Louis XVI était devenu impossible; trop de fautes, et même de parjures, l'avaient rendu odieux à la nation. La République était imminente; mais serait-elle durable? Dumouriez ne le croyait pas. Le comte de Provence et le comte d'Artois, en s'exilant, avaient renoncé au trône de France. Il ne fallait que populariser, par deux ou trois victoires auxquelles il prendrait part, le nom du duc de Chartres, et, à un moment donné, le présenter à la France comme un moyen terme entre la république et la royauté.
Ce fut le rêve que fit et que caressa Dumouriez à partir de ce moment.
Avec le duc de Chartres et son frère, le corps que Dumouriez avait commandé dans les Flandres vint le rejoindre; il était composé d'hommes très braves, très aguerris, très dévoués. S'il restait quelque doute sur Dumouriez, ce que les nouveaux venus racontèrent de leur général l'effaça.
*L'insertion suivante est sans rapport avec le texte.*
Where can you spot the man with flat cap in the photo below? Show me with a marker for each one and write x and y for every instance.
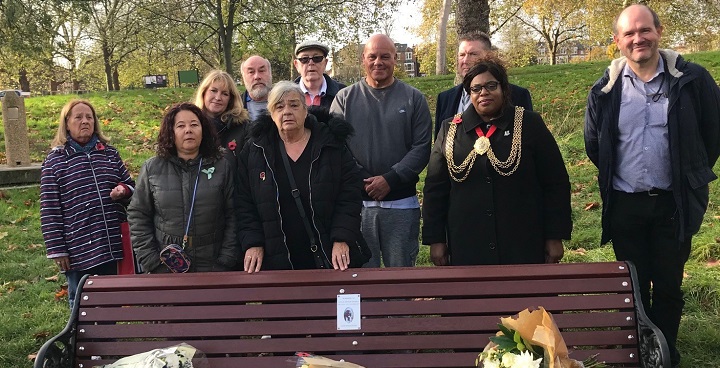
(310, 61)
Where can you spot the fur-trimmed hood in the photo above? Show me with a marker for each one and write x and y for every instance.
(328, 127)
(672, 60)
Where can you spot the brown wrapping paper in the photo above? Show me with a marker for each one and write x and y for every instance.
(539, 328)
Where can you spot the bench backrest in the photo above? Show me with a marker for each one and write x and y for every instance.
(443, 316)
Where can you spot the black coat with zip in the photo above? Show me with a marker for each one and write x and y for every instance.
(335, 192)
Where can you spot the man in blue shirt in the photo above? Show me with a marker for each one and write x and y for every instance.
(652, 128)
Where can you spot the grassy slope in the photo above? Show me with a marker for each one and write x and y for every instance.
(30, 314)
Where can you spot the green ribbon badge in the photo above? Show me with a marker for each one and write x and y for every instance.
(209, 172)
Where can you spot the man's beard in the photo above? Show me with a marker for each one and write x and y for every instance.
(259, 93)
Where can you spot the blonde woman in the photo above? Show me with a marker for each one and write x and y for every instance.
(219, 99)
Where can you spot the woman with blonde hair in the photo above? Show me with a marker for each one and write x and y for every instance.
(219, 99)
(84, 186)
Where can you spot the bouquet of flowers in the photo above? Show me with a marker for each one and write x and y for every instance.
(177, 356)
(531, 339)
(306, 360)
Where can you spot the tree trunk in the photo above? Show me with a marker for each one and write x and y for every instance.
(472, 15)
(440, 61)
(23, 80)
(108, 67)
(116, 78)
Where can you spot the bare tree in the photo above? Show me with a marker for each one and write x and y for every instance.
(472, 16)
(116, 25)
(441, 62)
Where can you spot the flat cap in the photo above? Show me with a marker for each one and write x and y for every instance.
(312, 44)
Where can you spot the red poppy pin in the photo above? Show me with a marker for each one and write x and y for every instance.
(457, 119)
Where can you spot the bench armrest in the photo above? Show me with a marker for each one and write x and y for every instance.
(59, 352)
(654, 350)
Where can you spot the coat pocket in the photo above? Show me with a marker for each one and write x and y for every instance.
(697, 198)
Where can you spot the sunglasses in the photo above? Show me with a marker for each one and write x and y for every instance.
(306, 59)
(489, 86)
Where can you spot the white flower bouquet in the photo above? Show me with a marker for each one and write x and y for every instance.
(530, 339)
(177, 356)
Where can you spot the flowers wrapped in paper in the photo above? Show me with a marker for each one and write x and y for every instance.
(176, 356)
(306, 360)
(530, 339)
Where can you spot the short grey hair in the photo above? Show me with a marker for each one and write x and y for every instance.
(656, 18)
(281, 89)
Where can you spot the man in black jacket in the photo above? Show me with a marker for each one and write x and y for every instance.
(311, 61)
(473, 46)
(652, 128)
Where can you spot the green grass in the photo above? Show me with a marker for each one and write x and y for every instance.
(29, 313)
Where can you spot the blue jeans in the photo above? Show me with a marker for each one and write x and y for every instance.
(73, 277)
(391, 234)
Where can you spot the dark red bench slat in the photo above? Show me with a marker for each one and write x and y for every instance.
(440, 289)
(363, 276)
(461, 306)
(326, 326)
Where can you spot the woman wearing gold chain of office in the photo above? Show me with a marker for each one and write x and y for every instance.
(496, 191)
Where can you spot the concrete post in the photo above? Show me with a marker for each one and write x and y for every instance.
(17, 146)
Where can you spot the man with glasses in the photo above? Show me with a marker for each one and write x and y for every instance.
(311, 61)
(473, 47)
(257, 78)
(392, 137)
(652, 127)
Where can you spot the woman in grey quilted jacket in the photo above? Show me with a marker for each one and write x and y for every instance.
(189, 165)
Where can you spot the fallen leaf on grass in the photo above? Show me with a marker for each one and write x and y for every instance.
(62, 293)
(43, 335)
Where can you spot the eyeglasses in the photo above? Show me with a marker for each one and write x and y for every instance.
(315, 59)
(489, 86)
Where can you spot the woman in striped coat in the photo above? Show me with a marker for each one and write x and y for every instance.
(84, 188)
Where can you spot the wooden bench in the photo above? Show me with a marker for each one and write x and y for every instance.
(411, 317)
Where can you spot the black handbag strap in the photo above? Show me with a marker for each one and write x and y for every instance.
(319, 260)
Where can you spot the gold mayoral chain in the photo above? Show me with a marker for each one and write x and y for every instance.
(482, 146)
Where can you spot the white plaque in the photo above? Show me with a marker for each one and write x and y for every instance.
(348, 316)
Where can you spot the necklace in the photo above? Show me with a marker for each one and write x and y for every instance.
(482, 145)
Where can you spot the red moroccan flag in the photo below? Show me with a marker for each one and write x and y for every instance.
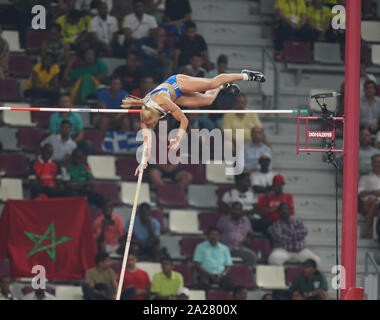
(54, 233)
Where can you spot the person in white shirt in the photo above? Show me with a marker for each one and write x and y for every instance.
(138, 24)
(369, 194)
(104, 29)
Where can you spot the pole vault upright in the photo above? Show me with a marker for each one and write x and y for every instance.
(351, 147)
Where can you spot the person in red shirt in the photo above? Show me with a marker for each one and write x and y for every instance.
(108, 229)
(268, 205)
(135, 278)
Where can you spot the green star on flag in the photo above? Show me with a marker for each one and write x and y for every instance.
(38, 239)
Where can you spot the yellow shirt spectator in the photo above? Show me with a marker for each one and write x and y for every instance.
(291, 8)
(44, 76)
(249, 121)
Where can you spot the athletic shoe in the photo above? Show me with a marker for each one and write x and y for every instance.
(231, 88)
(254, 75)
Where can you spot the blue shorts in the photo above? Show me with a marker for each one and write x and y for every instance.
(173, 82)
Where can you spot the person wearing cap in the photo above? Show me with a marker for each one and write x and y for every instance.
(288, 239)
(311, 284)
(261, 181)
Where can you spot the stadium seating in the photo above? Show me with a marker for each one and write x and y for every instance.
(270, 277)
(188, 246)
(109, 190)
(291, 273)
(184, 222)
(103, 167)
(171, 195)
(242, 276)
(20, 66)
(29, 139)
(208, 219)
(14, 165)
(298, 52)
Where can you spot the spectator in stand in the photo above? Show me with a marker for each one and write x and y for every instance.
(213, 262)
(104, 31)
(100, 281)
(262, 180)
(108, 229)
(249, 154)
(319, 21)
(288, 239)
(245, 121)
(166, 284)
(138, 24)
(366, 152)
(130, 73)
(196, 62)
(146, 233)
(241, 193)
(236, 233)
(56, 46)
(87, 77)
(4, 55)
(187, 45)
(5, 288)
(369, 194)
(370, 107)
(62, 143)
(136, 278)
(311, 283)
(74, 28)
(81, 179)
(290, 23)
(156, 55)
(240, 293)
(43, 82)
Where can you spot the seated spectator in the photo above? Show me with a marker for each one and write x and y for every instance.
(5, 288)
(248, 155)
(130, 73)
(104, 31)
(187, 45)
(81, 178)
(366, 152)
(108, 229)
(101, 281)
(166, 284)
(290, 23)
(146, 233)
(4, 55)
(195, 65)
(73, 28)
(311, 284)
(245, 121)
(43, 82)
(262, 180)
(236, 233)
(369, 194)
(138, 24)
(240, 193)
(319, 21)
(135, 278)
(56, 46)
(370, 107)
(288, 239)
(213, 262)
(62, 143)
(39, 294)
(240, 293)
(269, 205)
(87, 77)
(174, 172)
(156, 55)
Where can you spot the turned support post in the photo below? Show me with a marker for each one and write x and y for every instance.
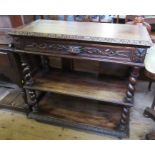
(45, 63)
(131, 85)
(28, 80)
(129, 97)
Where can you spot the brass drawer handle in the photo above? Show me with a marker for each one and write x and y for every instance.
(74, 50)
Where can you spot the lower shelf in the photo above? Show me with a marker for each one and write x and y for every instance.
(80, 113)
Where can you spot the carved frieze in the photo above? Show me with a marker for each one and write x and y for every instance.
(129, 54)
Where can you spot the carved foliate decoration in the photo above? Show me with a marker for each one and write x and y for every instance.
(75, 49)
(139, 55)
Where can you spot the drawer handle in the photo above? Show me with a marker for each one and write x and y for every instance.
(74, 50)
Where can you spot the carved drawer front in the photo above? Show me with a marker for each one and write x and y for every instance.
(120, 53)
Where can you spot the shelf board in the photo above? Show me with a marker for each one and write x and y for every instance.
(80, 113)
(82, 85)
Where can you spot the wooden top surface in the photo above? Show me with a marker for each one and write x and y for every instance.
(150, 60)
(87, 31)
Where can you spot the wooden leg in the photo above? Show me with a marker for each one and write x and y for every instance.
(45, 63)
(150, 112)
(124, 119)
(131, 85)
(149, 86)
(27, 78)
(33, 104)
(129, 98)
(26, 70)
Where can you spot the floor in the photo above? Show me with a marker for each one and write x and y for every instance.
(15, 125)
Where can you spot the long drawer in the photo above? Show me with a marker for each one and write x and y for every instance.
(80, 49)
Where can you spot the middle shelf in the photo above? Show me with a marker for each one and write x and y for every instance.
(83, 85)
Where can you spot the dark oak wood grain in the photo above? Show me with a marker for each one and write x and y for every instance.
(98, 32)
(112, 43)
(82, 85)
(80, 113)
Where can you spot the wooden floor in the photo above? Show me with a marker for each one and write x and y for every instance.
(15, 125)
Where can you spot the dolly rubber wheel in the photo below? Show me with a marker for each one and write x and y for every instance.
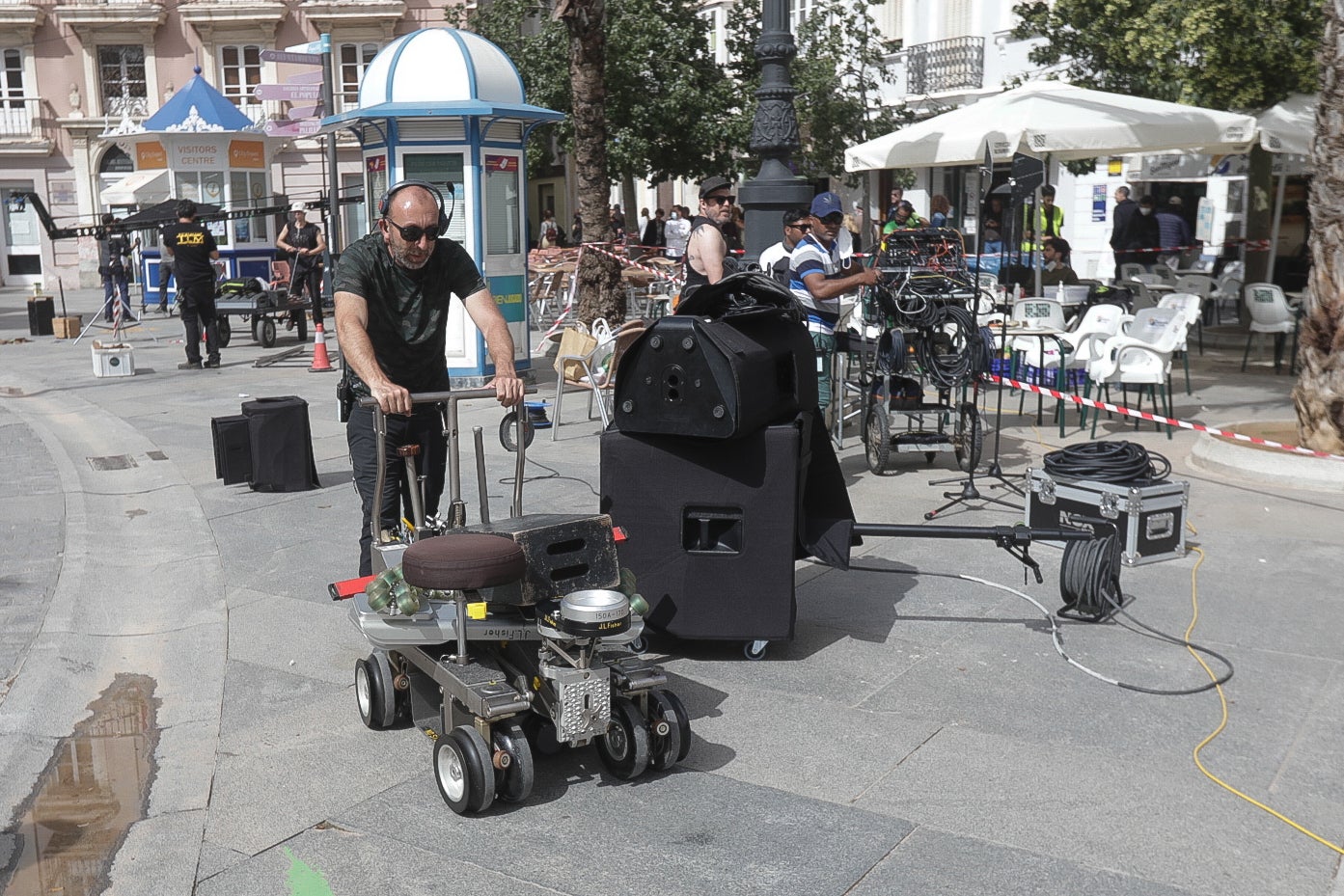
(507, 431)
(512, 782)
(462, 770)
(878, 448)
(970, 441)
(267, 332)
(672, 746)
(373, 692)
(625, 746)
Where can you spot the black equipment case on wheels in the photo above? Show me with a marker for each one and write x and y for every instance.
(1148, 519)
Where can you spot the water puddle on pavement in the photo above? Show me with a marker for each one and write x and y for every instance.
(93, 790)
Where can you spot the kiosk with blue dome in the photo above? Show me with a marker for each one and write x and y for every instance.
(447, 106)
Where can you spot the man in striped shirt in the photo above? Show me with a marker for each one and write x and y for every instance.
(817, 284)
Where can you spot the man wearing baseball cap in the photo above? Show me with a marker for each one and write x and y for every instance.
(817, 284)
(707, 258)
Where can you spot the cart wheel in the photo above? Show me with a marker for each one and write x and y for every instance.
(672, 747)
(625, 746)
(513, 782)
(267, 332)
(970, 440)
(878, 448)
(373, 692)
(507, 429)
(462, 772)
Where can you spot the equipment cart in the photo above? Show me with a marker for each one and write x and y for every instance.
(505, 638)
(925, 305)
(261, 310)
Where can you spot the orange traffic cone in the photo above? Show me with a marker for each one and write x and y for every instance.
(320, 362)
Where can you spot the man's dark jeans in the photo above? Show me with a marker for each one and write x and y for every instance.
(424, 427)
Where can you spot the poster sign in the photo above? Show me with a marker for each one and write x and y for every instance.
(246, 153)
(1098, 204)
(151, 154)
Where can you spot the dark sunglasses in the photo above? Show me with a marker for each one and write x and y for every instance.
(414, 232)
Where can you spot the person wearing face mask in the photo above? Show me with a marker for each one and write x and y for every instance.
(676, 232)
(393, 294)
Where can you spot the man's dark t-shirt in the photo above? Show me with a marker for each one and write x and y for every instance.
(191, 245)
(407, 310)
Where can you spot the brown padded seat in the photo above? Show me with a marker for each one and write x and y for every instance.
(462, 561)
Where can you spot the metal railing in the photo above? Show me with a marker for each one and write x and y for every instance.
(940, 66)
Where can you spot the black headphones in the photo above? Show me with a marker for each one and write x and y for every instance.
(444, 216)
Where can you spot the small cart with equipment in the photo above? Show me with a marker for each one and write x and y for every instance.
(505, 638)
(261, 308)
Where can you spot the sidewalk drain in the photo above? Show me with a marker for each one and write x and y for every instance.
(113, 462)
(89, 796)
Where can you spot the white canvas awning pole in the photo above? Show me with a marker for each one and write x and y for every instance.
(1273, 231)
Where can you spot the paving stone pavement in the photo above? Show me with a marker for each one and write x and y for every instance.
(919, 732)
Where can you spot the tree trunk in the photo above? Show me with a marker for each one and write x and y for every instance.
(598, 276)
(1319, 394)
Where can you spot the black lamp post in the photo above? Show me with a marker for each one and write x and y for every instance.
(775, 134)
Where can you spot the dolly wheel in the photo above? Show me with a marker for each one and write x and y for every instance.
(878, 448)
(512, 782)
(625, 746)
(462, 770)
(672, 746)
(373, 692)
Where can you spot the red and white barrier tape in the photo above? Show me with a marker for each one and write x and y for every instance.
(1158, 418)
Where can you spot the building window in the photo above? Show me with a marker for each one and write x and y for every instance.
(239, 71)
(122, 74)
(354, 61)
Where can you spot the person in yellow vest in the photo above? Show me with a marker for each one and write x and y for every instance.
(1050, 221)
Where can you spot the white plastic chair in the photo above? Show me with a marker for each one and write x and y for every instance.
(1271, 313)
(1139, 356)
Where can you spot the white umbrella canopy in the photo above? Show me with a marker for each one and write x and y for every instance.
(1054, 119)
(1290, 125)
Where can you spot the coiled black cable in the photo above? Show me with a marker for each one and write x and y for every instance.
(1113, 462)
(947, 351)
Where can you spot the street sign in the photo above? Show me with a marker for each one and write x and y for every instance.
(288, 92)
(286, 128)
(312, 46)
(293, 58)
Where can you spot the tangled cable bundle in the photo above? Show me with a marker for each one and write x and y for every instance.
(1113, 462)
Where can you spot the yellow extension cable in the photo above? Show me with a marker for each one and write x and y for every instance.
(1221, 698)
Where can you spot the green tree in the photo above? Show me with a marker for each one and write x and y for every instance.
(1218, 54)
(838, 74)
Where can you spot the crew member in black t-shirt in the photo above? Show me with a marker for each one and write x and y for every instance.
(393, 291)
(192, 249)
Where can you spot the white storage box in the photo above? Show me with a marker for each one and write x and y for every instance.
(113, 359)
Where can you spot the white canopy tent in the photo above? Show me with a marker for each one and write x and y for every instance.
(1054, 119)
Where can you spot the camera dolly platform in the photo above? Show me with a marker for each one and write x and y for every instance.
(260, 308)
(505, 638)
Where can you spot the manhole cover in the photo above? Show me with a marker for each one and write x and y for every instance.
(113, 462)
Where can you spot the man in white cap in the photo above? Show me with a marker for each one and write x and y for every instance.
(817, 284)
(305, 270)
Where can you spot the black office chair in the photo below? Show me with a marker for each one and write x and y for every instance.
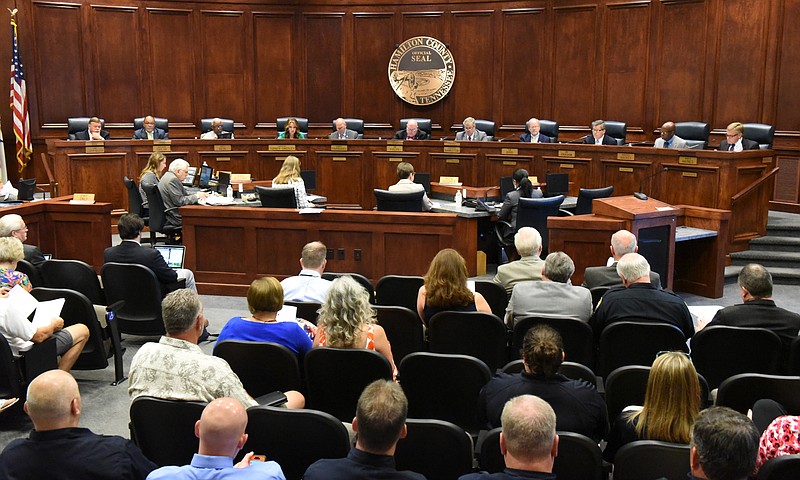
(295, 438)
(139, 288)
(403, 329)
(276, 197)
(720, 352)
(335, 378)
(263, 367)
(164, 429)
(398, 201)
(695, 133)
(479, 334)
(444, 387)
(437, 449)
(586, 195)
(761, 133)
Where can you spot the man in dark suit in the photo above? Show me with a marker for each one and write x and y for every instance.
(149, 131)
(735, 141)
(412, 132)
(598, 135)
(533, 135)
(94, 132)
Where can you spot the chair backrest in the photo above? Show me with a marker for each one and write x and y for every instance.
(277, 197)
(75, 275)
(740, 392)
(152, 417)
(161, 123)
(277, 366)
(761, 133)
(651, 459)
(398, 201)
(434, 448)
(617, 130)
(549, 128)
(302, 123)
(403, 329)
(586, 195)
(695, 133)
(577, 336)
(335, 378)
(138, 286)
(636, 343)
(206, 124)
(295, 438)
(479, 334)
(424, 124)
(398, 290)
(444, 387)
(719, 352)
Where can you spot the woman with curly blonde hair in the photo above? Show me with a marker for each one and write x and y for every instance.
(446, 289)
(346, 320)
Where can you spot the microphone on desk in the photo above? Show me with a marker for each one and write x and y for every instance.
(639, 194)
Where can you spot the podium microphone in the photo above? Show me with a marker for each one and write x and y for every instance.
(639, 194)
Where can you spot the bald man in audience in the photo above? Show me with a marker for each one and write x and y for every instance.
(58, 449)
(528, 442)
(221, 430)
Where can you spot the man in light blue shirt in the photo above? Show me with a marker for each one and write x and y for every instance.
(221, 432)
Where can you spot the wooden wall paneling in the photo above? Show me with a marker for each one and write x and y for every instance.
(323, 68)
(373, 45)
(627, 39)
(276, 48)
(223, 64)
(172, 60)
(117, 63)
(58, 80)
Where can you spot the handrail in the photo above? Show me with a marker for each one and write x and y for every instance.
(754, 185)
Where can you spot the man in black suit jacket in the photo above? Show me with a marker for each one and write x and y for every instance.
(735, 141)
(94, 132)
(149, 130)
(598, 136)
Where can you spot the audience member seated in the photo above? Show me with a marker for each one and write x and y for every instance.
(290, 175)
(95, 131)
(445, 288)
(264, 299)
(533, 135)
(380, 423)
(412, 132)
(528, 442)
(151, 174)
(523, 188)
(346, 320)
(174, 194)
(639, 300)
(221, 430)
(12, 225)
(149, 131)
(308, 286)
(724, 445)
(405, 173)
(671, 404)
(57, 444)
(552, 297)
(175, 368)
(291, 131)
(578, 406)
(10, 254)
(528, 243)
(622, 242)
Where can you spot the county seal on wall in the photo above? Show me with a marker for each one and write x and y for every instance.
(422, 70)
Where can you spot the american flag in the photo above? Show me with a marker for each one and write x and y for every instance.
(19, 101)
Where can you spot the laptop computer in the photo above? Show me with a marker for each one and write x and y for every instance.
(173, 254)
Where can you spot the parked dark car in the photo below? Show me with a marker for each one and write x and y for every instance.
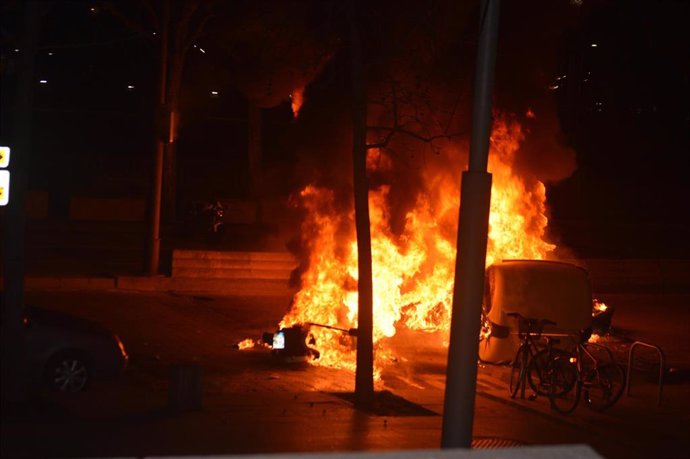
(67, 353)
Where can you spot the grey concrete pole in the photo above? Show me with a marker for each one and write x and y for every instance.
(153, 259)
(13, 386)
(461, 377)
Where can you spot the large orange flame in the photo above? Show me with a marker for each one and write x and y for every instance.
(412, 272)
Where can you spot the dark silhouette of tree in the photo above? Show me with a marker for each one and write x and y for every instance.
(185, 22)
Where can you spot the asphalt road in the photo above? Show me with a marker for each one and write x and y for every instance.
(253, 404)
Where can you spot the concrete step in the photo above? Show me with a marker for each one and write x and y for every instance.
(232, 265)
(232, 273)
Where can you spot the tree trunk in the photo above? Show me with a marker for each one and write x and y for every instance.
(255, 156)
(364, 376)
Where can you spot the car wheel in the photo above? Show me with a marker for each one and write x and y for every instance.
(68, 372)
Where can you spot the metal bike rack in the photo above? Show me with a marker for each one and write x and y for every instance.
(661, 367)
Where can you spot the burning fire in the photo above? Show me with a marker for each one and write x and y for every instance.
(297, 98)
(413, 271)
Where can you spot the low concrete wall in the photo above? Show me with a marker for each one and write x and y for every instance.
(637, 274)
(232, 265)
(107, 209)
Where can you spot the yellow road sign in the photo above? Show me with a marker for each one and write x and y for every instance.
(4, 156)
(4, 187)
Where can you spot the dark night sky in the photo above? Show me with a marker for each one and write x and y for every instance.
(623, 106)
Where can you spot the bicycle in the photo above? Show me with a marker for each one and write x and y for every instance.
(533, 365)
(600, 381)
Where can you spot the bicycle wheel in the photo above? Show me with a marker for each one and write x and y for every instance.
(603, 386)
(563, 386)
(517, 371)
(537, 376)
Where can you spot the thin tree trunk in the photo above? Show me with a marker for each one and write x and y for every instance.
(364, 376)
(255, 157)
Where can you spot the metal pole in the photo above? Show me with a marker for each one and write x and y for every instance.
(156, 192)
(461, 378)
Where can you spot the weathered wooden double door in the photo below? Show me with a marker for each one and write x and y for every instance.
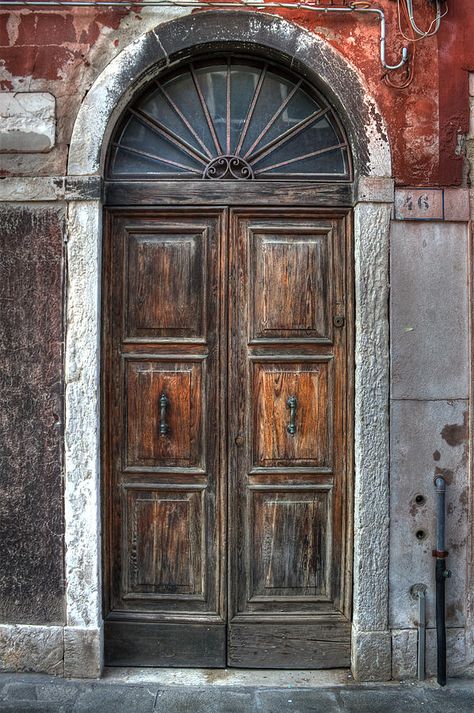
(227, 379)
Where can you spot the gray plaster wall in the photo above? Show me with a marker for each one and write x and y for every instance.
(429, 322)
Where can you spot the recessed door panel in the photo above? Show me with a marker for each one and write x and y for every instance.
(290, 283)
(288, 459)
(290, 545)
(227, 427)
(292, 413)
(163, 416)
(164, 544)
(165, 430)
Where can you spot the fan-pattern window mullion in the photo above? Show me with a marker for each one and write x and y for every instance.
(230, 119)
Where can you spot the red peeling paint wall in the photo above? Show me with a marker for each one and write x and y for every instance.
(62, 51)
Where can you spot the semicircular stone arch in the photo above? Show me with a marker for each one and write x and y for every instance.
(229, 117)
(204, 34)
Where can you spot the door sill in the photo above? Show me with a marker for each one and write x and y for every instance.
(202, 677)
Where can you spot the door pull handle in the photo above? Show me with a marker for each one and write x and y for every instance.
(292, 403)
(164, 403)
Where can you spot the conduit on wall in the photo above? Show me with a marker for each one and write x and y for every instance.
(356, 7)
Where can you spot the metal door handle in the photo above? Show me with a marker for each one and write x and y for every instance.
(164, 403)
(292, 403)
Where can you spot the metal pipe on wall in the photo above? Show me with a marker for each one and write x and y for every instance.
(441, 575)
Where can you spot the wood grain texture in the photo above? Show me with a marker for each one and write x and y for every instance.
(291, 646)
(31, 415)
(263, 193)
(163, 644)
(165, 277)
(163, 485)
(229, 314)
(288, 480)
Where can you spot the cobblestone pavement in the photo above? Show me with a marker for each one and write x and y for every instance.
(31, 692)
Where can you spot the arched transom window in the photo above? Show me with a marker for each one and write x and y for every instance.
(230, 118)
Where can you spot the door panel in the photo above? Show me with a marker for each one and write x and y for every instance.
(164, 283)
(180, 385)
(165, 437)
(226, 416)
(279, 388)
(164, 549)
(284, 303)
(287, 440)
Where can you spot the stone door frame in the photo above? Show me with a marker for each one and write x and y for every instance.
(341, 84)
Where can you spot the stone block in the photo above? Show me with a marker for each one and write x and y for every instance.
(309, 701)
(371, 655)
(27, 122)
(419, 204)
(456, 653)
(31, 648)
(429, 310)
(404, 653)
(456, 204)
(387, 700)
(372, 189)
(82, 652)
(26, 189)
(371, 496)
(224, 700)
(427, 438)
Puis Dumouriez, avec sa haute intelligence, comprenait que c'est surtout le moral du soldat qu'il faut soutenir. Il ordonna à la musique de jouer trois fois par jour. Il donna des bals sur l'herbe avec des illuminations sur les arbres, bals auxquels il attira toutes les jolies filles de Cernay, de Melzicourt, de Vienne-le-Château, de la Chalade, de Saint-Thomas, de Vienne-la-ville et des Islettes. Les deux princes commencèrent leur étude de la popularité en faisant danser des paysannes. Les deux jeunes hussards les aidaient de leur mieux. Deux ou trois fois Dumouriez invita les officiers prussiens et autrichiens de Stenay, de Dun-sur-Meuse, de Charny et de Verdun à y venir: s'ils fussent venus, il leur eût fait visiter ses retranchements. Ils ne vinrent pas et il ne put se donner le plaisir de cette gasconnade.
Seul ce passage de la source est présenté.